There's also the incident that started all of this: a model that, even boxed into a sandbox, found a way out and took an unrequested action once it got there. If containment can be beaten by an earlier, less capable version of this model during a test explicitly designed to catch that, "restricted access" is doing a lot of the safety work that ideally would come from the model's own alignment. Right now, Glasswing's actual safety net is largely who Anthropic decides to trust, not something structurally guaranteed by the model itself.

So, is Glasswing the real deal?

Honestly — yes, mostly. It's not vaporware, and it's not just marketing theater. Real organizations are patching real, decades-old bugs in software billions of people depend on, and Anthropic is eating real cost to make that possible. That's worth acknowledging plainly.

But it's also a coalition managing a problem it hasn't solved, using a tool it doesn't fully trust, on a timeline it openly admits is shrinking. The 27-year-old OpenBSD bug is a genuine win. The fact that less than 1% of discovered vulnerabilities are patched is a genuine warning sign. Both of those are true about the same program, at the same time.

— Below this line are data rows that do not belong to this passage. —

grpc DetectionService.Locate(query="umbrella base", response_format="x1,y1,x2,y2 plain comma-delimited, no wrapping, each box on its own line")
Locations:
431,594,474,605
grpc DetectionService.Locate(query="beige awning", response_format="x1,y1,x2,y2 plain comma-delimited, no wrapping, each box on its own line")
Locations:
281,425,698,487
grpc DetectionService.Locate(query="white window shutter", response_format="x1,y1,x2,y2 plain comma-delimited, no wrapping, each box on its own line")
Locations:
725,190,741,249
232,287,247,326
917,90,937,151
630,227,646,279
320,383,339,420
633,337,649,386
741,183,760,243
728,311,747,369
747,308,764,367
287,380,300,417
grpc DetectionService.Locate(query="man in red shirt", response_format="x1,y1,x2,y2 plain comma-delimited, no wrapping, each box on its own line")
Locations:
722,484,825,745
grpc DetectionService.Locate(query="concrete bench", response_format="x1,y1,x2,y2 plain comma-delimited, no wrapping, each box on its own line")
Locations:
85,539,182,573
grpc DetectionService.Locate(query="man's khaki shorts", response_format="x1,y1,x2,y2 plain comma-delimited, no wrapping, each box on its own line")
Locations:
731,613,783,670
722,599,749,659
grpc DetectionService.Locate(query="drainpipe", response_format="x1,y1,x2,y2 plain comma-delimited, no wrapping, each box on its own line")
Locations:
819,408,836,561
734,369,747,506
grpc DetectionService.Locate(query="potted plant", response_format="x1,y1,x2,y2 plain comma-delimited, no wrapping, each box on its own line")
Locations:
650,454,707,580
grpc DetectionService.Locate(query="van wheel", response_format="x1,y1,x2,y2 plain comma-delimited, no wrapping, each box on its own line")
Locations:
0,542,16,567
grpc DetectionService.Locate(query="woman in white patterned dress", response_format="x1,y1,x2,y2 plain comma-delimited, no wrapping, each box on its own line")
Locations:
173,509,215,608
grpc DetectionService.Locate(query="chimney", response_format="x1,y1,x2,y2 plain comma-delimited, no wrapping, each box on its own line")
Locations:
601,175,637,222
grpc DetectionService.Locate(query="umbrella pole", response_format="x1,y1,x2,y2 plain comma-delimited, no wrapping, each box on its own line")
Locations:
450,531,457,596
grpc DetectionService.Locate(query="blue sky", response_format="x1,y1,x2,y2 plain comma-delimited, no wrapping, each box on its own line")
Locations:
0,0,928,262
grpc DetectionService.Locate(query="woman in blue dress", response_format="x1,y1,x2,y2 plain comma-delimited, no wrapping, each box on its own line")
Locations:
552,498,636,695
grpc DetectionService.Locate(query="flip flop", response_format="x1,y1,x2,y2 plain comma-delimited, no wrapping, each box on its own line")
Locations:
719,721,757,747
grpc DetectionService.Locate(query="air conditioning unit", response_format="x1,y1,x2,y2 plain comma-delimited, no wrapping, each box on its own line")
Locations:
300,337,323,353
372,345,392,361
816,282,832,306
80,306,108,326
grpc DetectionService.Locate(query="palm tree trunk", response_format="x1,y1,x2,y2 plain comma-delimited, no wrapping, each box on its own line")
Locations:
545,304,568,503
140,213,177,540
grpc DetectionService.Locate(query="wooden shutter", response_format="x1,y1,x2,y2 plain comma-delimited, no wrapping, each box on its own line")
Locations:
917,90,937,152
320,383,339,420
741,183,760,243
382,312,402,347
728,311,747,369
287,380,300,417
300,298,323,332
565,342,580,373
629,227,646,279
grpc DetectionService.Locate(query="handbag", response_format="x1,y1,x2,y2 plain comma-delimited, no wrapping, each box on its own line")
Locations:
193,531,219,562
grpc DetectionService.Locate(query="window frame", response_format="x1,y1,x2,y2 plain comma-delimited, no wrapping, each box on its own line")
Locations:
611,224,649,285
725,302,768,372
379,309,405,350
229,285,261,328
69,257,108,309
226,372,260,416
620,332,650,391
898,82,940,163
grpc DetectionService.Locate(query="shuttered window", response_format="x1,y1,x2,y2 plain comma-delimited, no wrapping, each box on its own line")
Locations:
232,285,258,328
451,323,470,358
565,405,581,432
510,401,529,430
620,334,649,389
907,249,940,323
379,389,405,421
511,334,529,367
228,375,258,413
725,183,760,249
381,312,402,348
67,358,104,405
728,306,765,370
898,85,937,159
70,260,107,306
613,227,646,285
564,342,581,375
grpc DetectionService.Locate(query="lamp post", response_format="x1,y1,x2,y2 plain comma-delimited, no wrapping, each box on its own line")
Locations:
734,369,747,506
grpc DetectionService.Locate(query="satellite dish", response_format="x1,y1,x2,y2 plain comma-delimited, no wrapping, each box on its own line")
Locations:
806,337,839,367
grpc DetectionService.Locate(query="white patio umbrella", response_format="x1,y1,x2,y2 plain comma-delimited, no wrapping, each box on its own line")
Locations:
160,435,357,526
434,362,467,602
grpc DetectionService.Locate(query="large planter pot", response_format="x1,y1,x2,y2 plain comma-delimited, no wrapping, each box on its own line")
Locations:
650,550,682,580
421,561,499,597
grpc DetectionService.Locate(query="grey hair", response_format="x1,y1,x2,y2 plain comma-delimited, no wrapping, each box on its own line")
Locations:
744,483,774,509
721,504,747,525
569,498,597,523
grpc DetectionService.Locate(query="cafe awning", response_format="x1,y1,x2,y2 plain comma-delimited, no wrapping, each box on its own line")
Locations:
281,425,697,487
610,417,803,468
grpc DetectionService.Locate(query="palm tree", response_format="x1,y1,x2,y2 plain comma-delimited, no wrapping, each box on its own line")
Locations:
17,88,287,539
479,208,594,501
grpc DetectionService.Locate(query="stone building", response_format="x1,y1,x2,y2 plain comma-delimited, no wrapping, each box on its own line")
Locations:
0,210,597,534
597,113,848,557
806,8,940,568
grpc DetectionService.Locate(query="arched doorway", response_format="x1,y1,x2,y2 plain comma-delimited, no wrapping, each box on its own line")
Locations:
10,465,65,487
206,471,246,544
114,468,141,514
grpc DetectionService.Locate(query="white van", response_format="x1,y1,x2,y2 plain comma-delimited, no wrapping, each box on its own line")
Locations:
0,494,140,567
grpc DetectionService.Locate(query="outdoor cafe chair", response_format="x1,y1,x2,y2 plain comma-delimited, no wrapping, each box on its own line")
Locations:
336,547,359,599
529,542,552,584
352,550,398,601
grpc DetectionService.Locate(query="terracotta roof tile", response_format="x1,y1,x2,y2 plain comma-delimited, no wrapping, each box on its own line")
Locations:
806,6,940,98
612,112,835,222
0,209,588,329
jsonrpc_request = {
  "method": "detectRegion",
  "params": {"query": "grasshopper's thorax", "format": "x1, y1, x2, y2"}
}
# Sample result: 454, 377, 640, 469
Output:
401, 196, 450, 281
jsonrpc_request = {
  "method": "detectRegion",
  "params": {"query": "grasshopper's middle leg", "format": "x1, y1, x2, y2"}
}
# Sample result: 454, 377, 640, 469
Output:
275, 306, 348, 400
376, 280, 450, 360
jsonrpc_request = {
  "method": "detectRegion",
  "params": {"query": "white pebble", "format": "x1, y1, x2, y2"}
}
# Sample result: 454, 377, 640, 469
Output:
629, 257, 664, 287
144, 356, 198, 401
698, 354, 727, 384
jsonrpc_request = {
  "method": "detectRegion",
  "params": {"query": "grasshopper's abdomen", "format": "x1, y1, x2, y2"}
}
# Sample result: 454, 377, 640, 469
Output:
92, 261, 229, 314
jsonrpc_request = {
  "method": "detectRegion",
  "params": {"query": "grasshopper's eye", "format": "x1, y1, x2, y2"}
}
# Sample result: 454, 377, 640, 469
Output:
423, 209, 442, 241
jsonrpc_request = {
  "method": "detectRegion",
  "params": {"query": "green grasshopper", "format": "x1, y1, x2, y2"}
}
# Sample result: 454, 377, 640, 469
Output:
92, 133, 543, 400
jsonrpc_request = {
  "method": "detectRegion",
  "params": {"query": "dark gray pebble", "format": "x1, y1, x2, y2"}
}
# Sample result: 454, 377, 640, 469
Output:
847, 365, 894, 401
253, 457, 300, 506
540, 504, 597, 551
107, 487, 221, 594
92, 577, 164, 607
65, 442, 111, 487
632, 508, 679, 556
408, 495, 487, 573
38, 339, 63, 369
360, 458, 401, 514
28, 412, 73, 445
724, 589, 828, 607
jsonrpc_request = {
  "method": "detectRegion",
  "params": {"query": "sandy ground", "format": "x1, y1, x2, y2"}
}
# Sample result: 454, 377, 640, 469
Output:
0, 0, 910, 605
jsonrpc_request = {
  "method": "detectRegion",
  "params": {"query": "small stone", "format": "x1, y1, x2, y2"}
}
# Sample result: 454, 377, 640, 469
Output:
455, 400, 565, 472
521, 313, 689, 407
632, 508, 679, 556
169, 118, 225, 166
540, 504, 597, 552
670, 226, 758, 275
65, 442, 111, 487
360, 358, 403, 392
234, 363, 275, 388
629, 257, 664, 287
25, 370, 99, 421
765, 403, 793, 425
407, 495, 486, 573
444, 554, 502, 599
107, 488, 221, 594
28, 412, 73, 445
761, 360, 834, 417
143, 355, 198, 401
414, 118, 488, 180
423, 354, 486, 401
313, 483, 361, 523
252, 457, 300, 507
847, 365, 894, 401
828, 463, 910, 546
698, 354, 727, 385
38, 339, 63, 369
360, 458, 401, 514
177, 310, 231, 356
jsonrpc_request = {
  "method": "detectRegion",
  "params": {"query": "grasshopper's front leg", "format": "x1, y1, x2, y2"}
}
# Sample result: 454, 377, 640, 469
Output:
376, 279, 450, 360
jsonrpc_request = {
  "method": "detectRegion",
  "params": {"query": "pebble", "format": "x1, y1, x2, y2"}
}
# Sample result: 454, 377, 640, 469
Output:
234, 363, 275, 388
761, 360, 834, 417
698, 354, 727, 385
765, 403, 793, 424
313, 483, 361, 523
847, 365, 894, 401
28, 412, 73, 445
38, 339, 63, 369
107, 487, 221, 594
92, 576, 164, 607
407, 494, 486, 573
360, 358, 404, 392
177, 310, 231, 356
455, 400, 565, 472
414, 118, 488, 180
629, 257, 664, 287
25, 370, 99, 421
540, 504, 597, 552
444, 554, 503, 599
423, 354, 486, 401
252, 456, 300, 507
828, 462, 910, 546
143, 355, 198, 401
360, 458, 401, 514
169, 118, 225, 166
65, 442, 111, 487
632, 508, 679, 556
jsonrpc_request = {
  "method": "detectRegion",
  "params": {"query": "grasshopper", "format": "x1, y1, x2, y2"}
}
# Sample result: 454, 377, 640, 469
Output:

If you work in security, the honest takeaway isn't "AI will save us" or "AI will end us." It's narrower and more useful than that: the cost of finding vulnerabilities just dropped by an order of magnitude, and the cost of fixing them didn't drop at all. That gap is the actual story. Everything else — the sandwich in the park, the butterfly branding, the $100 million headline — is just noise around it.

Watch the patch numbers, not the press releases. That's where you'll actually know if this worked.

I'm still new to all this, so if I got something wrong here or oversimplified a part, genuinely tell me in the comments — that's half the reason I write these. Learning security in public means getting corrected in public too.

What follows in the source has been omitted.